Cultivaban también en la parte venturreña y pasaban
con dos machos la mies por el vado del
río para la era de Las Viudas. La aceituna la
llevaban al molino de Venta del Moro (unos
veintiún kilómetros) para evitar las requisas, subiendo
las empinadas cuestas por la Fuente
de la Oliva y el Moluengo. Llevaban conjuntamente
la aceituna de las Casas del Medio
y de Las Viudas, pues en todo el valle sólo
había un carro.
Para el riego, una presa tras el puente (aguas abajo)
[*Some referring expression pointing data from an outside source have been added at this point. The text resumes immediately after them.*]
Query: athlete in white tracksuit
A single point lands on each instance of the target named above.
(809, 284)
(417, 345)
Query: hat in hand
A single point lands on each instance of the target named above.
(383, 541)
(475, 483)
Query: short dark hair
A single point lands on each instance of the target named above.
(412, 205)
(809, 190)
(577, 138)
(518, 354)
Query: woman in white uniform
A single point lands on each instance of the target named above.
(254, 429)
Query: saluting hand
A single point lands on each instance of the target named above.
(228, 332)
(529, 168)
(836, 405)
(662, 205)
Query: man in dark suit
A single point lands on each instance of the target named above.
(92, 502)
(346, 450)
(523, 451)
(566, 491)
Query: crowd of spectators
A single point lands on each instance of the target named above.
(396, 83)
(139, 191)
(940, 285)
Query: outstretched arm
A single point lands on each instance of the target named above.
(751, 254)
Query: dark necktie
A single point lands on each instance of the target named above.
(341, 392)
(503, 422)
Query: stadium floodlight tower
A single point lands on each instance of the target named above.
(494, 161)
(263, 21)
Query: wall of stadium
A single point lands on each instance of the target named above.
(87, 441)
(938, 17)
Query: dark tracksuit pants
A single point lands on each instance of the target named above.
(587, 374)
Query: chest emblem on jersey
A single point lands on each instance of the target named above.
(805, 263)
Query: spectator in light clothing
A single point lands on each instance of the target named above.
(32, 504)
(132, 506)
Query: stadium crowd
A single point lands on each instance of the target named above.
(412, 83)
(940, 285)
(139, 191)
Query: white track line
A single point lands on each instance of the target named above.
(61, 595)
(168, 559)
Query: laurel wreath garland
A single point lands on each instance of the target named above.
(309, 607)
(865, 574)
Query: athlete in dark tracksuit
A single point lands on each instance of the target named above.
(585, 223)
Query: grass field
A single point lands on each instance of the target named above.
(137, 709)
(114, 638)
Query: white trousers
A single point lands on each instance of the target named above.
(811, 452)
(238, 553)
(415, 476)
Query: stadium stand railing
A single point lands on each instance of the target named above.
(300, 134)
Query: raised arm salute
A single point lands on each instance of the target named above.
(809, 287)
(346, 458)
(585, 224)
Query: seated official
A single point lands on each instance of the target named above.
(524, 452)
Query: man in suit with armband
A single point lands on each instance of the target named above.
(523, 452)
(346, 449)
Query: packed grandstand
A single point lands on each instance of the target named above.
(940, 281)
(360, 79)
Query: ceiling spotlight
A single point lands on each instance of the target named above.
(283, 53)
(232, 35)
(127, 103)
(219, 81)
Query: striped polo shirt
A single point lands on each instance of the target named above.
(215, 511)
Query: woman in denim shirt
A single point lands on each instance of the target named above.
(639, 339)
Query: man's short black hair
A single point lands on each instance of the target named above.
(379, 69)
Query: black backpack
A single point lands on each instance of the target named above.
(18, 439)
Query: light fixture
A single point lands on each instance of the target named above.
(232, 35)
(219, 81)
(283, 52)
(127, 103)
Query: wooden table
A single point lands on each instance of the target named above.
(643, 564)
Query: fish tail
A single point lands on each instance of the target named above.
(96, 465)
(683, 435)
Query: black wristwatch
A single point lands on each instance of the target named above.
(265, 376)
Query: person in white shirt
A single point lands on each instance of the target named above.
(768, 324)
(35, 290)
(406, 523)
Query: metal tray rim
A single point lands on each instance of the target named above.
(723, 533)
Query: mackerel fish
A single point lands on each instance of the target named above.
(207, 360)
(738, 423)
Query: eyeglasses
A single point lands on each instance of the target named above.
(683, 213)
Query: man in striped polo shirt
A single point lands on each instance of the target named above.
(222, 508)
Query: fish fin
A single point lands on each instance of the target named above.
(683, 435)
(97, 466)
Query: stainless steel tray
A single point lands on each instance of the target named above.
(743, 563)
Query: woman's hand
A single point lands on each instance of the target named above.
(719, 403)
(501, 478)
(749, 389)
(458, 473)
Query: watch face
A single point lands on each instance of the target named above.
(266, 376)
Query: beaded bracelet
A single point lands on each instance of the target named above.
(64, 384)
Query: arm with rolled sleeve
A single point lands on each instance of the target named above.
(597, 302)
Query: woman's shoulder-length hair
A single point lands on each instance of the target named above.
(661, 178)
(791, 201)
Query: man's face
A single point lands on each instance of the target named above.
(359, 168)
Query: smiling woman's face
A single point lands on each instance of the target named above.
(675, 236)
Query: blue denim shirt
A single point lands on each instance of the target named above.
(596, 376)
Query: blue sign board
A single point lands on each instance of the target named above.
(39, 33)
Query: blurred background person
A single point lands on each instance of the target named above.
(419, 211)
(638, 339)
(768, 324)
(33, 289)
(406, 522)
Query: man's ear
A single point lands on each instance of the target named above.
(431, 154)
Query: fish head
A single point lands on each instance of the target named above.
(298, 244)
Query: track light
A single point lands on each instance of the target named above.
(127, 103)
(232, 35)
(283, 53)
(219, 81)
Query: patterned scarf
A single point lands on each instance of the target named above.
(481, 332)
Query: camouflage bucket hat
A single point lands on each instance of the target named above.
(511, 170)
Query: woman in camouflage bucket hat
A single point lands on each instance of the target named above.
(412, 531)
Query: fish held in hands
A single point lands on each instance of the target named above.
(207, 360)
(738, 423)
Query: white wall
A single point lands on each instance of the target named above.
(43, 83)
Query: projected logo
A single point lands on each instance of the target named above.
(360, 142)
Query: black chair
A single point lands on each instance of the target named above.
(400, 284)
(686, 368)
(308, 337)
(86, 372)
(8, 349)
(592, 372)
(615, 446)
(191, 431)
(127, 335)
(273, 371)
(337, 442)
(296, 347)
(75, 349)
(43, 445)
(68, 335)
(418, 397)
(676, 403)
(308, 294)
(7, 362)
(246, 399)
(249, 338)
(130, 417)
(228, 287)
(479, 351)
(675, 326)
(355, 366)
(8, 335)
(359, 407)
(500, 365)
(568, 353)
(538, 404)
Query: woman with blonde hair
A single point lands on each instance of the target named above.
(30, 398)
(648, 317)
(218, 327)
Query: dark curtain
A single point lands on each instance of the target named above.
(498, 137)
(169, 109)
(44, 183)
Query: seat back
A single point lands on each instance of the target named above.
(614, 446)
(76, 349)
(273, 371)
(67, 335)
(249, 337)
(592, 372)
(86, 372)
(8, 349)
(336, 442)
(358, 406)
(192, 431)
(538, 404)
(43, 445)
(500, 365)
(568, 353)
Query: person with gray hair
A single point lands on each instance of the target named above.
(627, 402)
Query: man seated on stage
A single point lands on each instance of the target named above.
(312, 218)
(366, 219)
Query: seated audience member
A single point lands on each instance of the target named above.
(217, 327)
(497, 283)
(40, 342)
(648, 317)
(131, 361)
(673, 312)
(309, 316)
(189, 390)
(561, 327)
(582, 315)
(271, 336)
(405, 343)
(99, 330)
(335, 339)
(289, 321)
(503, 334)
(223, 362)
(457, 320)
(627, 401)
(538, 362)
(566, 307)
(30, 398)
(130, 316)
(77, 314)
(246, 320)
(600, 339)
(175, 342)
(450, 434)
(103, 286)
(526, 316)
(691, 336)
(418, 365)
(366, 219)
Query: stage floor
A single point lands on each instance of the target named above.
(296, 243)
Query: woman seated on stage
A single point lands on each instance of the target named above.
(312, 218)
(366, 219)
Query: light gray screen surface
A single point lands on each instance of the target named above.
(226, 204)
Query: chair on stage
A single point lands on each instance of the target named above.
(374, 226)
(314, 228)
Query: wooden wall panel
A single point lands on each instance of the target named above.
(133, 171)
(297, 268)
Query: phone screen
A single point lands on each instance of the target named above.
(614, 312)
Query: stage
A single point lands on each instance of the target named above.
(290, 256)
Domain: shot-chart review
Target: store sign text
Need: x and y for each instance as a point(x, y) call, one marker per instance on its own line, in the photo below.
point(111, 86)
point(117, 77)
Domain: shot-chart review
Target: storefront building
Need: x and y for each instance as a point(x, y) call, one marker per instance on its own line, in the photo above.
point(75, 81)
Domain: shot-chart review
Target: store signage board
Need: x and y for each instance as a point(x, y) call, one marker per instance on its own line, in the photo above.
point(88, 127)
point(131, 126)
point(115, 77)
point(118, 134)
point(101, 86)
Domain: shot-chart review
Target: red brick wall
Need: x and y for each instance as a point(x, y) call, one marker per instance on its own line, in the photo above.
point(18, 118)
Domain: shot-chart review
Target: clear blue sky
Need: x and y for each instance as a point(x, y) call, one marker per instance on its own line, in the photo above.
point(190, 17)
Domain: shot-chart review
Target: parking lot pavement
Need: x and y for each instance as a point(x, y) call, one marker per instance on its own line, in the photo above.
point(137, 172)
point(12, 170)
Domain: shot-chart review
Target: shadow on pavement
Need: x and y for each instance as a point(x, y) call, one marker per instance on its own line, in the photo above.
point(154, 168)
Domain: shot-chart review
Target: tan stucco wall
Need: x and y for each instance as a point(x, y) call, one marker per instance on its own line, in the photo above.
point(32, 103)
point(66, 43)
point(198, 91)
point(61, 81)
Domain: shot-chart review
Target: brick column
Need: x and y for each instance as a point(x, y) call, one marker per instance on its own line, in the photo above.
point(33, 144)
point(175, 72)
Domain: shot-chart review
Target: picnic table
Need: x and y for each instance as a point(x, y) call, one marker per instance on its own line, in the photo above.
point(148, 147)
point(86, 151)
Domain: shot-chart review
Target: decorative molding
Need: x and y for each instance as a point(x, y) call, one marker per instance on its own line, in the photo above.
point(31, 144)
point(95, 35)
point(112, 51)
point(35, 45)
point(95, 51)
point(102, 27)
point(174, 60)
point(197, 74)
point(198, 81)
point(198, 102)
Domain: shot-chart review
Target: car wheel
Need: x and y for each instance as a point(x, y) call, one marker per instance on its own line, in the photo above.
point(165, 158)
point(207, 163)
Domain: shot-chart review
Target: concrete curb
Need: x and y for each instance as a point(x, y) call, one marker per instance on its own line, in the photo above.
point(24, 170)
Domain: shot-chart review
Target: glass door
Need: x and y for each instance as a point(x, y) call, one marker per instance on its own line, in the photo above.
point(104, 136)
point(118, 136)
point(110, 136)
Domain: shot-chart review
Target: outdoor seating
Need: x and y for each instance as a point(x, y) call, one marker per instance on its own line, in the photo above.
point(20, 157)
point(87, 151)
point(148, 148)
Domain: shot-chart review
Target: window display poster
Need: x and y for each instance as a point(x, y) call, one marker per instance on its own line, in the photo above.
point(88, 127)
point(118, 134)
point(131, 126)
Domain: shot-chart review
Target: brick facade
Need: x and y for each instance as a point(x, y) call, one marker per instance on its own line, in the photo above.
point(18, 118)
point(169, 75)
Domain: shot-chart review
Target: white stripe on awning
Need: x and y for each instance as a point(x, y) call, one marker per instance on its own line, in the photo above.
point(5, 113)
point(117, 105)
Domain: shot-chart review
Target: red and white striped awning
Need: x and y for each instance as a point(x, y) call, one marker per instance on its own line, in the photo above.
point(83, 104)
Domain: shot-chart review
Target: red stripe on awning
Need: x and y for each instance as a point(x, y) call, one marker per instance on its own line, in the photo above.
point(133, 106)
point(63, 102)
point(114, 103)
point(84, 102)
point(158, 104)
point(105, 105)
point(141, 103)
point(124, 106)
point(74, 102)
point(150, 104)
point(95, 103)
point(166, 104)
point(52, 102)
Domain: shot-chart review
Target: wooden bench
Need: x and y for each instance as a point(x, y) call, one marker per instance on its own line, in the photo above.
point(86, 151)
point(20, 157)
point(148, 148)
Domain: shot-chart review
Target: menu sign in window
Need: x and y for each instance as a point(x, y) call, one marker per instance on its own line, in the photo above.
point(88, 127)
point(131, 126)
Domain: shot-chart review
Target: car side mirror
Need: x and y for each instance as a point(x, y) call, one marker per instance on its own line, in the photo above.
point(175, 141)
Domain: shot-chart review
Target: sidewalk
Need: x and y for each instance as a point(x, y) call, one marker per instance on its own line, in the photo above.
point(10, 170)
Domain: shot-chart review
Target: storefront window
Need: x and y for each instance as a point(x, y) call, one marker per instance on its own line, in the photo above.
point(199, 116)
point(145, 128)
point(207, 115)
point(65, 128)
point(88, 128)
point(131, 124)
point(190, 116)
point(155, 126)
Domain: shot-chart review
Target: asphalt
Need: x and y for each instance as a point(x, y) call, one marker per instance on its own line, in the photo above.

proporcionaba el agua a la parte venturreña. En
la orilla de Minglanilla, una rueda con
su caz traía el agua del Cabriel a Las Viudas. La
noria la arreglaban generalmente los carpinteros
de Minglanilla: Carlos González y
Valentín Espada. Todos los años se hacía la limpia
del caz entre los vecinos. En las Casas de
Medio, sin embargo, subían el agua con motor.
Por cierto, Valentín y Crescencia aún disfrutan
del derecho de captación de aguas del
Cabriel tal como les confirmó en su día el propio
ministro Corcuera.
Había un horno moruno en la Casa del Pino de
carácter comunal y dos hornos morunos más
en Las Viudas. Crescencia se extasía cuando
recuerda lo bueno que era el pan que ellos
mismos cocían, hacían el “desanche” y
rememora las canastas llenas de hogazas, pero
recuerda también cuánto les costaba producir
el trigo y molerlo. Lo molían en Vadocañas
en el Molino de la Coba o de los Tontos:
“pero que no eran tontos” afirma con contundencia
Crescencia.
La familia de Crescencia, para completar la economía
familiar, poseía también colmenas, cerdos,
gallinas, pavos y corderos. Hacían matanza
de cerdo para su conserva tradicional en
orza y corderos que se hacían en salón. Crescencia
se enorgullece de que su padre era
muy honrado y el amo (el citado Miguel Solís)
le tenía mucha confianza y les dejaba cultivar
más terreno.
Se entristece cuando recuerda una gran riada en
los años 30 que fue un desastre para las
huertas y llegó a cambiar el lecho del río que
se escoró más hacia la parte de Venta del Moro.
Sucedido esto, el amo le dio al padre de
Crescencia más huertas para llevar en la parte
más arriba del río y compensar la pérdida. La
familia lloró sin consuelo cuando el indomable
Cabriel de la época se les llevó las huertas.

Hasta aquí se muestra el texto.